It’s a question that human physiologists have pondered for centuries, all the way back to the days of Leonardo: How does a liberal Democrat outflank The New York Times editorial page? What act of extreme flexibility must it take? Even contortionists shudder at the thought.
But not the new mayor of New York City, Bill de Blasio.
The Times published an editorial Friday lauding de Blasio’s message of urgency and unity he delivered at his inauguration this week. “It was an encouraging moment,” the editorial reads, “as the mayor vowed to make New York a better, fairer place for everyone.” Not all of the speakers with whom de Blasio shared podium time, however, were as harmonious as he was, coming off as “both graceless and smug,” the Times writes.
Worst among them, but hardly alone, was the new public advocate, Letitia James, who used her moment for her own head-on attack: on the 12 years of Mayor Michael Bloomberg. In doing so, she made a prop of a 12-year-old girl named Dasani, who had to hold the Bible and Ms. James’s hand as Ms. James called for a government “that cares more about a child going hungry than a new stadium or a new tax credit for a luxury development.”

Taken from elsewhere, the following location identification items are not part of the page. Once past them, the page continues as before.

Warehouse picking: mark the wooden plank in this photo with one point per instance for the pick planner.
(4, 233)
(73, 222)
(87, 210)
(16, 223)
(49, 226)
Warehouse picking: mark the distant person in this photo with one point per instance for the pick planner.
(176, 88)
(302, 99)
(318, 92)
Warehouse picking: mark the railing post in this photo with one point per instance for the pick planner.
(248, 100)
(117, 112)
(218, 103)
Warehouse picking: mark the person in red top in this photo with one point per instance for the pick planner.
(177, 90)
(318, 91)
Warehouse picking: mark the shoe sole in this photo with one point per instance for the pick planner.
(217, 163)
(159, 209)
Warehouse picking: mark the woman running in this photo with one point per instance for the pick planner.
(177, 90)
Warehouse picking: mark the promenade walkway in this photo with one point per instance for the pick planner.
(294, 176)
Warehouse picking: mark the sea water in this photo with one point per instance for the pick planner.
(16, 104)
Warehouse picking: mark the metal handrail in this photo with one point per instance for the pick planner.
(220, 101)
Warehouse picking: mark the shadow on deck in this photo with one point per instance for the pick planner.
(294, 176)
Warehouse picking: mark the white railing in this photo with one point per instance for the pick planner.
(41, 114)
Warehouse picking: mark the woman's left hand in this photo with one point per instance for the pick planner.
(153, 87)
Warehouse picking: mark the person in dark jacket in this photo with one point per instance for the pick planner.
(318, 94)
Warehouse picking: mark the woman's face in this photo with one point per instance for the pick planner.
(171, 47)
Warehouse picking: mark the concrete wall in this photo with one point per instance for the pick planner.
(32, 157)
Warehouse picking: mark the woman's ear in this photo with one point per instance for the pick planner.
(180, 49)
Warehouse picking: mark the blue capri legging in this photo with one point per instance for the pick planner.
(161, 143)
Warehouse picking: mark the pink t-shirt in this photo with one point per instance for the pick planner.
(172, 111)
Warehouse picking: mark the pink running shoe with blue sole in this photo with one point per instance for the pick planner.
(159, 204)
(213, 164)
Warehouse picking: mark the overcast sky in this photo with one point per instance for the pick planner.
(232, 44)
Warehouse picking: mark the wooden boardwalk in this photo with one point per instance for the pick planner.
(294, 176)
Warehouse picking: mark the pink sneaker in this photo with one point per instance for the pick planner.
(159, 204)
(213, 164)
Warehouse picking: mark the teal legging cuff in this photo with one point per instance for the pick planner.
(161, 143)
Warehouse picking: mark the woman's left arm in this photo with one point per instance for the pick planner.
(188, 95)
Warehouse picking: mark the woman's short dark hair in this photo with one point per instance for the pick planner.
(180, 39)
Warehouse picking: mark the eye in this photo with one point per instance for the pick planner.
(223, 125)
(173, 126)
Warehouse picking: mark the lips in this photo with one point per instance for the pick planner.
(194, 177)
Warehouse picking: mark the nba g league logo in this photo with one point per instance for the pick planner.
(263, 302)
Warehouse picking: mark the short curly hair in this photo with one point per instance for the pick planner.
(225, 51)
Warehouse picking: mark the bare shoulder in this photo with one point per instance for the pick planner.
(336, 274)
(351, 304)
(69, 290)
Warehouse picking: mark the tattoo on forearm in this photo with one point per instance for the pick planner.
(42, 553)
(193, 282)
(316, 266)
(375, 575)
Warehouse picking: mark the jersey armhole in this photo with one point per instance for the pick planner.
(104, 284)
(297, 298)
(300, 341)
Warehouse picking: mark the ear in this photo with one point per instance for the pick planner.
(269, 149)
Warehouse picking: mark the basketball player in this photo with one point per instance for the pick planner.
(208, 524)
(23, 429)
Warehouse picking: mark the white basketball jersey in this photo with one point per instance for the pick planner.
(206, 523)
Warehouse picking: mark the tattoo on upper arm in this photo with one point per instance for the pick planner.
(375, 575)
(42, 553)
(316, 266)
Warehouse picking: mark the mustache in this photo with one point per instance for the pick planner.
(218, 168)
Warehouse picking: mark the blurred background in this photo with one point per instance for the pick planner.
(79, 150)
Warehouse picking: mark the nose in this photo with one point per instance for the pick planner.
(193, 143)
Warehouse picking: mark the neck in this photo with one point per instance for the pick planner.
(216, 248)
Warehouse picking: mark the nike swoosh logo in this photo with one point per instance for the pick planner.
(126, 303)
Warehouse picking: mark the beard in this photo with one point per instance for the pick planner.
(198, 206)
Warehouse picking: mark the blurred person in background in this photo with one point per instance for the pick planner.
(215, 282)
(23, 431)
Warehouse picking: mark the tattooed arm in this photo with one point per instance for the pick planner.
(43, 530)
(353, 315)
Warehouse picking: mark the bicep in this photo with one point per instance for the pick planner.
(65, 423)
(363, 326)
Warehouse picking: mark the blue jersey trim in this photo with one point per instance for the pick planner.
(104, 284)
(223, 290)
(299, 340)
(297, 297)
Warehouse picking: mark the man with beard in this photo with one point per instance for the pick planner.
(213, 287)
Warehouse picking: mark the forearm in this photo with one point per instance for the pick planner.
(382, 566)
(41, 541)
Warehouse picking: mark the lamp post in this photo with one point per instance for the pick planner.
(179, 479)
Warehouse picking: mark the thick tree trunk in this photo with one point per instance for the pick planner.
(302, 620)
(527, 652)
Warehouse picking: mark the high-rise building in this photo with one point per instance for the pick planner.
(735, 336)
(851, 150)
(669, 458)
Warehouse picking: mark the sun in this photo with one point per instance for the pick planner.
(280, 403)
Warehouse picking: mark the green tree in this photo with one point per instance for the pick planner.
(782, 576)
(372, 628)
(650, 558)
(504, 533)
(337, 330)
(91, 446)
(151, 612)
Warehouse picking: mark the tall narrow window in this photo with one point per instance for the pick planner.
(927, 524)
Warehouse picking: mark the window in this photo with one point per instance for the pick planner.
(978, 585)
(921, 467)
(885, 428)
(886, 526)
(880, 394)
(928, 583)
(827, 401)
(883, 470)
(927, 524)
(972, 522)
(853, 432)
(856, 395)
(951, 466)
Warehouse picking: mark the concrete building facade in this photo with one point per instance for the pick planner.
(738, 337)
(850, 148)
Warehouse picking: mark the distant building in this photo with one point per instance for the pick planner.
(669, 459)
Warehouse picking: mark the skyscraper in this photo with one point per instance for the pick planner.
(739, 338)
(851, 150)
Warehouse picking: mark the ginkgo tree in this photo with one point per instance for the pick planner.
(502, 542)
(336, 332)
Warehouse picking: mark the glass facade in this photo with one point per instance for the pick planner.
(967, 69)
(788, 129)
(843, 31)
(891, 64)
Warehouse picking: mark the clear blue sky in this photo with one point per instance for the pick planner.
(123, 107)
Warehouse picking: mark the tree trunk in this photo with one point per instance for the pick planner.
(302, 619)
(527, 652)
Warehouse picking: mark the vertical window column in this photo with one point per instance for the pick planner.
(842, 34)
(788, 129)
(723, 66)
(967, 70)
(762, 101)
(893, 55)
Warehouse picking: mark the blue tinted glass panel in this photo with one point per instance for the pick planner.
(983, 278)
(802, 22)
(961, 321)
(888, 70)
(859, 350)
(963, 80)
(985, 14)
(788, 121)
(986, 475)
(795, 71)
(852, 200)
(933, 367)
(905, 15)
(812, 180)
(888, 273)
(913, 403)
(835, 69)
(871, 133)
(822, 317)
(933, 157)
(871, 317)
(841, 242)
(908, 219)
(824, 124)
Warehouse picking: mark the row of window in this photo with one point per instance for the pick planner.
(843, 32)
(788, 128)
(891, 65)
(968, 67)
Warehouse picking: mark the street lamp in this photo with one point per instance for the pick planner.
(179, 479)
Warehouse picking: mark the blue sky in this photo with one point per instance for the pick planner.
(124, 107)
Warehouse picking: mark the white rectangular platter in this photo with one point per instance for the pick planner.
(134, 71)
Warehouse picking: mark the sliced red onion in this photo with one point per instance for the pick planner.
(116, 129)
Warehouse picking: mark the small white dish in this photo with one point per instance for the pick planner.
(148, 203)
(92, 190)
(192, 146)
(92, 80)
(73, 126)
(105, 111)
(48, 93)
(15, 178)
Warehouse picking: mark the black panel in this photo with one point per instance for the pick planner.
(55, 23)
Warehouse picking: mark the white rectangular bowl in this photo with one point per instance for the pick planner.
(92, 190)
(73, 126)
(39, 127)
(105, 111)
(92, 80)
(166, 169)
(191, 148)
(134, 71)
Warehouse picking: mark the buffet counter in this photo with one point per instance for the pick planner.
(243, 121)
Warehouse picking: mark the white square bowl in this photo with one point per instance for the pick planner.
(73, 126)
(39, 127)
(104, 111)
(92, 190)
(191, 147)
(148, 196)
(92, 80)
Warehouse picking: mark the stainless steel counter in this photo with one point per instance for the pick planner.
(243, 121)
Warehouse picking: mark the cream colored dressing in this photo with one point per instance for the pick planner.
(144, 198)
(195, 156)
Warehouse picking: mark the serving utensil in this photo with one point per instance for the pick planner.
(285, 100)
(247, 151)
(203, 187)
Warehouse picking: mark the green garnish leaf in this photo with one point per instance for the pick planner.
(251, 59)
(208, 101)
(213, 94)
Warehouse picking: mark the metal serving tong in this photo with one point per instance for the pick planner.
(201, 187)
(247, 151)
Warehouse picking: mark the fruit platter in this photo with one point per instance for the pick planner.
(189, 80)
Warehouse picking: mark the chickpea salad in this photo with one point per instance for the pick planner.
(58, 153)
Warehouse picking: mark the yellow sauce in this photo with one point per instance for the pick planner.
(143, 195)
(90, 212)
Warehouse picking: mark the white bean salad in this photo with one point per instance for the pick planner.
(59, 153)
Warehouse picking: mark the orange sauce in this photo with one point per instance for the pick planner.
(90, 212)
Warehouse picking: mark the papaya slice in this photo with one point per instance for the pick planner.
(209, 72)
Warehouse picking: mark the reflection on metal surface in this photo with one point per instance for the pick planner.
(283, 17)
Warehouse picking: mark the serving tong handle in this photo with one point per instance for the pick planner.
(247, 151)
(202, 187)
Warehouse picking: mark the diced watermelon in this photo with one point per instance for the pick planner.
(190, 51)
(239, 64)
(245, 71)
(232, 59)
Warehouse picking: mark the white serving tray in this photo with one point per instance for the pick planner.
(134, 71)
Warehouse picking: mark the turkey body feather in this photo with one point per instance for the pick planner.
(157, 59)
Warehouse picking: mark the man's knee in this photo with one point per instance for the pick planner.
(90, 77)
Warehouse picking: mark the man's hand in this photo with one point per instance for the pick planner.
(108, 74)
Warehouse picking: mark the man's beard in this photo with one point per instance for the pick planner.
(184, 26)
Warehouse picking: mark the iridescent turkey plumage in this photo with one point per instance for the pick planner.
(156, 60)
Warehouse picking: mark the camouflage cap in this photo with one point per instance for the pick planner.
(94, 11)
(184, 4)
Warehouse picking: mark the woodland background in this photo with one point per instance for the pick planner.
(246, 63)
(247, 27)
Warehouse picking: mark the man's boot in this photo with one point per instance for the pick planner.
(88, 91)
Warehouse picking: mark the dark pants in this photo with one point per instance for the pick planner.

Dasani was profiled in a recent series of articles in The Times illustrating how bad things get for homeless families in the shelter system. Ms. James turned her into Exhibit A of an Inauguration Day prosecution: the People v. Mayor Bloomberg. So did the pastor whose invocation likened New York to a “plantation,” and Harry Belafonte, who strangely laid the problem of America’s crowded prisons at the feet of the former mayor, an utterly bogus claim, while saying Mr. Bloomberg shared responsibility for the nation’s “deeply Dickensian justice system.”
Granted, this is the newspaper praising a leftist and defending another left-leaning politician from, in Belafonte’s case, a Castro sympathizer. It’s like policing one side of the neighborhood street. Regardless, the editorial board’s words against the speakers are forceful — and as Mediaite points out, de Blasio’s are not.
“I am very comfortable with everyone’s remarks yesterday and I think the ceremony represented the positive aspiration of New Yorkers for a more just city,” de Blasio said at a Thursday press conference. “… I think everyone who spoke at the inauguration spoke from the heart, talked about their own understanding of our city and what we need to do to move our city forward. I’m very comfortable with all that was done.”
It was reported that de Blasio was pressed further on the speeches, and he simply pivoted to his “respect” for the speakers’ “right to say that which they feel is appropriate.”
So at that point, hasn’t the Times undercut its own argument that de Blasio adopted a theme of “unity” for the day?